Movimentos de capoeira, som de berimbau e instrumentos de percussão. Um homem recebe os convidados tocando sanfona. É Macbeth.
Na montagem da peça homônima que estreia nesta quarta (20) no Centro Cultural Banco do Brasil, em São Paulo, Shakespeare se mistura com a cultura brasileira.
O espetáculo é dirigido pelo britânico Greg Hicks, que tem célebre carreira como ator da Royal Shakespeare Company. Ele veio montar a peça em São Paulo a convite da organização do Fórum Shakespeare, que realiza uma série de eventos em memória dos 400 anos da morte do dramaturgo.

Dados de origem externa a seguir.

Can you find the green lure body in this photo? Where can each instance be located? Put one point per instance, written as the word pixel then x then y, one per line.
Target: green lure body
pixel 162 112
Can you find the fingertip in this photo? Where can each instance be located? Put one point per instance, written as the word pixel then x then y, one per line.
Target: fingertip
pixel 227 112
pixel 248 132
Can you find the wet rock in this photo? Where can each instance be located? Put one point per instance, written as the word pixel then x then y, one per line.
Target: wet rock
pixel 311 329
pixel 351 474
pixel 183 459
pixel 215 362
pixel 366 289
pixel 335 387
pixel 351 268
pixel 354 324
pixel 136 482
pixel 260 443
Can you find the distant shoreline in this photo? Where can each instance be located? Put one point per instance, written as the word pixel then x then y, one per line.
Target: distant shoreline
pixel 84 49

Mas sua vontade de dar tempero brasileiro aos textos do bardo é antigo.
Conforme contou no debate organizado pela Folha e pelo British Council na última quinta (14), o ator ouviu a música de um berimbau pela primeira vez enquanto caminhava pelas ruas de Londres, na década de 90.

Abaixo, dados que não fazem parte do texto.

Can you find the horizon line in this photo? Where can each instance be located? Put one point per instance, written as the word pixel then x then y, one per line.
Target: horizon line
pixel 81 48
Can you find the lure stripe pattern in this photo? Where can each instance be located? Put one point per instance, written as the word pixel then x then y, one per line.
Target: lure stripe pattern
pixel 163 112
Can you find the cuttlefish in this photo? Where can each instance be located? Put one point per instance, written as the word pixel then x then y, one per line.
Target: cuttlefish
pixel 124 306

Ao seguir o som, conheceu o capoeirista Carlo Alexandre Teixeira –hoje seu amigo e assistente de direção.
"O Brasil abriu minha perspectiva de Shakespeare," disse Hicks. "Estou usando os rituais e músicas daqui para escancarar seus textos."
ELENCO
Paul Heritage, professor da Queen Mary University of London e curador do Fórum Shakespeare, diz à Folha que a seleção do elenco priorizou jovens atores com fortes raízes em suas culturas. Segundo ele, o objetivo era que fossem capazes de evitar que o tom ritualístico da peça se tornasse vazio e de invocar a corporalidade exigida pela capoeira.

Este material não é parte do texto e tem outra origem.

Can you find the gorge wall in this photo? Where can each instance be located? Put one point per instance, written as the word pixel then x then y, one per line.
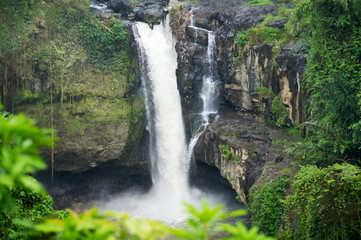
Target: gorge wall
pixel 99 113
pixel 241 131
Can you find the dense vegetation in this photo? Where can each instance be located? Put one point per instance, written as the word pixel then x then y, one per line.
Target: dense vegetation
pixel 323 200
pixel 27 213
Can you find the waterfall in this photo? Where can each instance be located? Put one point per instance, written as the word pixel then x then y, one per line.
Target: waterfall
pixel 168 145
pixel 208 94
pixel 167 149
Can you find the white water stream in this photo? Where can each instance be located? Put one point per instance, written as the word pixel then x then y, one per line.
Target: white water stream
pixel 170 159
pixel 209 91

A produção fez uma chamada aberta que atraiu 700 inscritos. Buscavam-se intérpretes que nem fossem novatos, nem tivessem carreiras consolidadas. Também era importante que tivessem perfis variados: os nove que acabaram selecionados têm etnias diversas e vêm de sete Estados diferentes. O protagonista Cristiano Meirelles é mineiro e Carol Rodrigues, a Lady Macbeth, é goiana.
Segundo Heritage, a escolha de "Macbeth" para realizar uma montagem de Shakespeare com essas características não foi incidental.
"A Escócia da peça era, para os ingleses, uma terra estranha, tomada por magia", explica. "Os atores estão trazendo essa espiritualidade da cultura do Brasil. Shakespeare é verso, e as canções afro-brasileiras estão dando o pulso para a peça."
Para o professor inglês, que trabalha há mais de 20 anos no Brasil, o contexto político do país também dá fôlego à montagem. "Os atores trazem desse momento a paixão do debate político, em um texto que fala sobre poder e desejo de mudança."
FÓRUM
O espetáculo faz parte da programação do Fórum Shakespeare, projeto da organização britânica People's Palace Projects que também sedia outras atividades em São Paulo, além de levar programação própria ao Rio e a Belo Horizonte em maio.
Na capital paulista, haverá uma série de oficinas até segunda (25) e, durante todo o sábado (23), dia que marca os 400 anos da morte do bardo, um seminário discutirá sua obra, com a presença de atores, diretores e escritores brasileiros e britânicos.